Yes, nobody in the west using a compromised russian box for c&c would ever put such code in their ransomware payload. That would obfuscate its origin, and we all know criminals aren't clever enough for that sort of thing.

There can only be one explanation: russian hackers operating with Putin's tacit approval. Us in the west should add this to the mounting pile of "evidence" supporting going into another cold war, because that will surely improve the entire situation. Attributing the unattributable to our preconceived enemies to escalate a conflict always ends well.
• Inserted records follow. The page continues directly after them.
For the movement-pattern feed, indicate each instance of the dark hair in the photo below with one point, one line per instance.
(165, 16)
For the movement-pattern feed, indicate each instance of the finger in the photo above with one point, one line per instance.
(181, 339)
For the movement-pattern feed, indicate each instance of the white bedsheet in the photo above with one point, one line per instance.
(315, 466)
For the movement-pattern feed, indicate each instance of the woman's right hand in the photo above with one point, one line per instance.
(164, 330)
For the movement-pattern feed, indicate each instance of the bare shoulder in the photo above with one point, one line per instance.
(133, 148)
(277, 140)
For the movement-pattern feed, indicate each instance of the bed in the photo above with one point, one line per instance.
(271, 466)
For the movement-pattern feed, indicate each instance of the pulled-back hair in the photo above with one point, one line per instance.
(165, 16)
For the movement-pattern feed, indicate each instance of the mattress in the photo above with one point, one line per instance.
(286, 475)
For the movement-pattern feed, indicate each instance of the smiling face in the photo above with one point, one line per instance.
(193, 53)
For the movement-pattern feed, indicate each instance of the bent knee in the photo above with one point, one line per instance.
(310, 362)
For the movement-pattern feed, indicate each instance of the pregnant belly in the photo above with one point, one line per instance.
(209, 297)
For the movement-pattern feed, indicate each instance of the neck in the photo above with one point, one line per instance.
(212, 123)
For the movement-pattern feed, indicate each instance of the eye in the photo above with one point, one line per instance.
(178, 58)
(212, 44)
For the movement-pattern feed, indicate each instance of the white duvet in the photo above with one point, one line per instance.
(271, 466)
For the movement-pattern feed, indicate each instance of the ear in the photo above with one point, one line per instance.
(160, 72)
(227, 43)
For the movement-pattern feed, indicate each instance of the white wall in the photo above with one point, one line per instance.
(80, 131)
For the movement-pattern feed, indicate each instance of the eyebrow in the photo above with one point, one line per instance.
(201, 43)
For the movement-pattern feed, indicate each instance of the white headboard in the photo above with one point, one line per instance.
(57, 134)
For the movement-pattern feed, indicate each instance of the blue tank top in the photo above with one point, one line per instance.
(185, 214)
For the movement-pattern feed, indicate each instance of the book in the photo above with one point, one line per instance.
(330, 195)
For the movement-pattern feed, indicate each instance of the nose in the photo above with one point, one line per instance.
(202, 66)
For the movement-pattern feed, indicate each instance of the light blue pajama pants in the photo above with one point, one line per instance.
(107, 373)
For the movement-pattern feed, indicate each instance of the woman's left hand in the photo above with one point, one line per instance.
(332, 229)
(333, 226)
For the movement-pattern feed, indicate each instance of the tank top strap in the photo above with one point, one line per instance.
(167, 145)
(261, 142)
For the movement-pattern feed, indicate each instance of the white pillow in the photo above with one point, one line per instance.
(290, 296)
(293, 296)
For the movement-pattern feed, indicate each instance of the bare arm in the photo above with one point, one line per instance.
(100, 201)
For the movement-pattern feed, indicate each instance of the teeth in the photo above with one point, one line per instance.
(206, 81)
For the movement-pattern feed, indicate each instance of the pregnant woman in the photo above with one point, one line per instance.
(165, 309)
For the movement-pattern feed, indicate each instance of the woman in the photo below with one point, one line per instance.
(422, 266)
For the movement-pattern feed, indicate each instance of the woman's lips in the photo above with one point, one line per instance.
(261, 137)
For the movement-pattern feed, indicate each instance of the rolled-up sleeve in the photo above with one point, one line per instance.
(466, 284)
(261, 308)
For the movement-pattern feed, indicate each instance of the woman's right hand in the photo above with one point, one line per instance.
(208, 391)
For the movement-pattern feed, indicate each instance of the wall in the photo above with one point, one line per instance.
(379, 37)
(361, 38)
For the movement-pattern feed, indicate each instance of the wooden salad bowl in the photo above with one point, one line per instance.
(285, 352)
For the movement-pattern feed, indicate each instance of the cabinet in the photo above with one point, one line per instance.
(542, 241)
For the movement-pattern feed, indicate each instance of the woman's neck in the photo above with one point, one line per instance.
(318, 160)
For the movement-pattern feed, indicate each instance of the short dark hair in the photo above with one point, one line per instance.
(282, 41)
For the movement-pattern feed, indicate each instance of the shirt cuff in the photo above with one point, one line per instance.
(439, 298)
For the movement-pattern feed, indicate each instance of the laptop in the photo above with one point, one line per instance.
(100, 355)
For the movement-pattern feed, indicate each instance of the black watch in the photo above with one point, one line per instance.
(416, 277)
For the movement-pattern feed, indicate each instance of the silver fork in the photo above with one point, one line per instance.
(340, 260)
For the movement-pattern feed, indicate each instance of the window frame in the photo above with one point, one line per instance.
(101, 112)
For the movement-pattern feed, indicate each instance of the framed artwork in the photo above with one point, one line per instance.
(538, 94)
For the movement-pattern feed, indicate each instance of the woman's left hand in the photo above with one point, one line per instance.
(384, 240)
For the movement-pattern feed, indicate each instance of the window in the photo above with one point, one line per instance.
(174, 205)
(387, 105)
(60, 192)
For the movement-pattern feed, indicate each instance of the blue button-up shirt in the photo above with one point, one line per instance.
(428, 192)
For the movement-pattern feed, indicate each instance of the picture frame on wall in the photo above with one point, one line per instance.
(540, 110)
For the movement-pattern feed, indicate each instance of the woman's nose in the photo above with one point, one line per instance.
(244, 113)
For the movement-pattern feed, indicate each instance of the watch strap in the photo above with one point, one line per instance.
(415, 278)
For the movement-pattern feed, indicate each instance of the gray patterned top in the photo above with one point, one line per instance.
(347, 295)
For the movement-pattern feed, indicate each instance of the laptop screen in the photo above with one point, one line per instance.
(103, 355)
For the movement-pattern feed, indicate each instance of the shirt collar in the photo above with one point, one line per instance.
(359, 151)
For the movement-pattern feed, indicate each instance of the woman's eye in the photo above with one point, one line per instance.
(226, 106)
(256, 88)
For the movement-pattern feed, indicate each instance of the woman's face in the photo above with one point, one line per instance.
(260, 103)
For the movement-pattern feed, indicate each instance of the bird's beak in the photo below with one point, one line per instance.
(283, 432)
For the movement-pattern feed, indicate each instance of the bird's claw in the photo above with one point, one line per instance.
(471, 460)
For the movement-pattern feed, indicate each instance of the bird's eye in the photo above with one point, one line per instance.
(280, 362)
Snark aside, on a technical, factual level, this simply isn't evidence of origin, not even a little bit. "russian hackers" is such a tired punchline now that if I, being in the west, were to suddenly jump the fence after 3 decades and choose A Life Of Crime, using russian configuration file names, UTC+3 daytime operating hours, russian-hosted c&c IPs (or, better yet, russia-controlled but plausibly deniable ones like belarus or kazakhstan), and silly stuff like skipping infection of ru-locale machines would be obvious things I would be doing to fuel this existing narrative sailwind. It's utterly silly to think that this in any way suggests origin.

Exactly, people do not understand how trivially easy it is to completely halt US investigations into internet traffic origins just by pivoting off of a box in a country which doesn't hand over its ip logs to the United States. I would imagine that, should you choose to hack a russian target, you would pivot off of an american box (or would the US hand those logs over? I actually think they might even if Russia wouldn't reciprocate).

Russian and a bunch of other CIS countries. It could very well originate from Moldova or Kazakhstan.